In the second part, line 9 is the important one. Again, $table{$state} is (a reference to) the list of cities in the state, so we can recover the original list, and copy it into the array @cities, by using @{$table{$state}}. Line 9 is totally analogous to

	@cities = @array;

except that the name array has been replaced by the reference {$table{$state}}. The @ tells Perl to get the entire array.

The rest of the program is just familiar uses of chomp, split, sort, and print, and doesn't involve references at all.

There's one fine point I skipped. Suppose the program has just read the first line in its input that mentions the state of Ohio. It's on line 4, $state is Ohio, and $city is Cleveland. Since this is the first city in Ohio, $table{$state} is undefined---in fact there isn't an Ohio key in %table at all. What does line 4 do here?

 4	push @{$table{$state}}, $city;

This is Perl, so it does the exact right thing. It sees that you want to push Cleveland onto an array that doesn't exist, so it helpfully makes a new, empty, anonymous array for you, installs it in the table, and then pushes Cleveland onto it.

The Rest

I promised to give you 90% of the benefit with 10% of the details, and that means I left out 90% of the details. Now that you have an overview of the important parts, it should be easier to read the perlref manual page, which discusses 100% of the details.

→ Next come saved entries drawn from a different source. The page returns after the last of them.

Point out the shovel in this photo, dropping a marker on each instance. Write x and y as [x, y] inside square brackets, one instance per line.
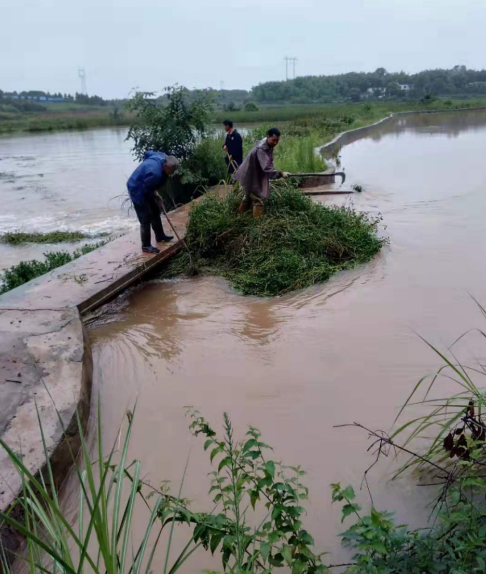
[339, 173]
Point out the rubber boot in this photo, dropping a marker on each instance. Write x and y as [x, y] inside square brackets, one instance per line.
[245, 205]
[258, 210]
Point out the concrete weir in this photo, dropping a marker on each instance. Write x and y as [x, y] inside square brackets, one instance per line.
[45, 355]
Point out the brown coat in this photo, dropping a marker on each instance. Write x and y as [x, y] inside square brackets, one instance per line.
[257, 169]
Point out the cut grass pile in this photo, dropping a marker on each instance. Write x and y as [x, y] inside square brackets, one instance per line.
[25, 271]
[19, 237]
[296, 244]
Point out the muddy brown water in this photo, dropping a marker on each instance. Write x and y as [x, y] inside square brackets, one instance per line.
[296, 366]
[72, 180]
[344, 351]
[63, 181]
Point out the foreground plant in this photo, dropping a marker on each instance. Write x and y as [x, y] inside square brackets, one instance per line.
[25, 271]
[245, 479]
[103, 541]
[453, 464]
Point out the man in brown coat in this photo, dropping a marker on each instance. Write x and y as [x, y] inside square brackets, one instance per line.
[256, 171]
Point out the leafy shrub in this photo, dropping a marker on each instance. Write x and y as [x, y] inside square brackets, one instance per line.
[171, 124]
[251, 107]
[25, 271]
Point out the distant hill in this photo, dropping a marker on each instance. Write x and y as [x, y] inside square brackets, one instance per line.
[380, 84]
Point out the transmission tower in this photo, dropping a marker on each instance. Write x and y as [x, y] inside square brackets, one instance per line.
[294, 62]
[287, 60]
[82, 77]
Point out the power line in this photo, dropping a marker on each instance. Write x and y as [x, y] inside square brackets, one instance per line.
[82, 77]
[294, 61]
[287, 60]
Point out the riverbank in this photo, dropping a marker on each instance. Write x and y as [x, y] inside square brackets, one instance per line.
[88, 117]
[45, 355]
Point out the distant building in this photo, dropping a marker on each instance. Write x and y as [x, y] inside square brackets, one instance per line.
[376, 90]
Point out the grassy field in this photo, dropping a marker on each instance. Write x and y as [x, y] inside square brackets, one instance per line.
[381, 109]
[72, 116]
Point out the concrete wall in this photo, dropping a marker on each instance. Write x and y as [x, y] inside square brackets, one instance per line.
[45, 356]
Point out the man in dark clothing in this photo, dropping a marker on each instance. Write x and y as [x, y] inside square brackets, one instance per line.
[142, 186]
[256, 171]
[233, 146]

Some of the highlights or perlref:

You might prefer to go on to the perllol manual page instead of perlref; it discusses lists of lists and multidimensional arrays in detail. After that, you should move on to the perldsc manual page; it's a Data Structure Cookbook that shows recipes for using and printing out arrays of hashes, hashes of arrays, and other kinds of data.

In Summary

Everyone needs compound data structures, and in Perl the way you get them is with references. There are four important rules for managing references: Two for making references and two for using them. Once you know these rules you can do most of the important things you need to do with references.